Julie Rhoades
Assistant Professor of Medicine
Assistant Professor of Biomedical Engineering
Research Focus
Some of the most common tumors world-wide metastasize or invade into the bone, where they can induce changes in normal bone homeostasis resulting in increased fracture risk. The Sterling lab seeks to investigate the signaling pathways that drive tumor growth in bone and bone destruction in order to better understand why tumors establish in bone and to improve therapies for treating tumor-induced bone disease. We primarily focus on studying interactions between tumors and the bone microenvironment in bone metastatic tumors (breast, prostate, and lung), bony invasive oral cancer, and multiple myeloma. Our major projects include:
Understanding how the physical microenvironment regulates tumor cell behavior: The bone microenvironment is a unique physical structure, both in the 3D layout of the trabecular and cortical bone but it is also many orders of magnitude more rigid than other tissues in the body. Our group uses 3D approaches developed by Scott Guelcher’s group that can simulate the 3D structure and rigidity of bone. These studies have demonstrated that the physical/structural parameters of bone significantly contribute to tumor cell gene expression and behavior.

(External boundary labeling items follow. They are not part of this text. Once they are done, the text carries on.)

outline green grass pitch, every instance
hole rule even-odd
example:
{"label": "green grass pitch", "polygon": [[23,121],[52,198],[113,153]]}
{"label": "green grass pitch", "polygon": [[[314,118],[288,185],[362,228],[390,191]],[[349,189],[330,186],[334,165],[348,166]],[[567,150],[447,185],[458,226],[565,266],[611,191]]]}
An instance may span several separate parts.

Developing novel therapeutics for treating TIBD: Our group has previously demonstrated that Gli2 is expressed by bone metastatic (lung, breast, prostate) and invasive (oral cancer) cells that reside in the bone. Therefore in collaboration with Drs. Craig Duvall and Scott Guelcher we have been investigating microparticle/nanoparticle delivery of inhibitors of Gli2 for their ability to reduce tumor burden and bone destruction.
Tumor bone/bone marrow cell interactions: The bone marrow is a rich reservoir of many progenitor cells. We have spent many years investigating how different cell populations that reside in the bone marrow can alter tumor cell expression and behavior in addition to how tumor cells can alter the normal functioning of these cells.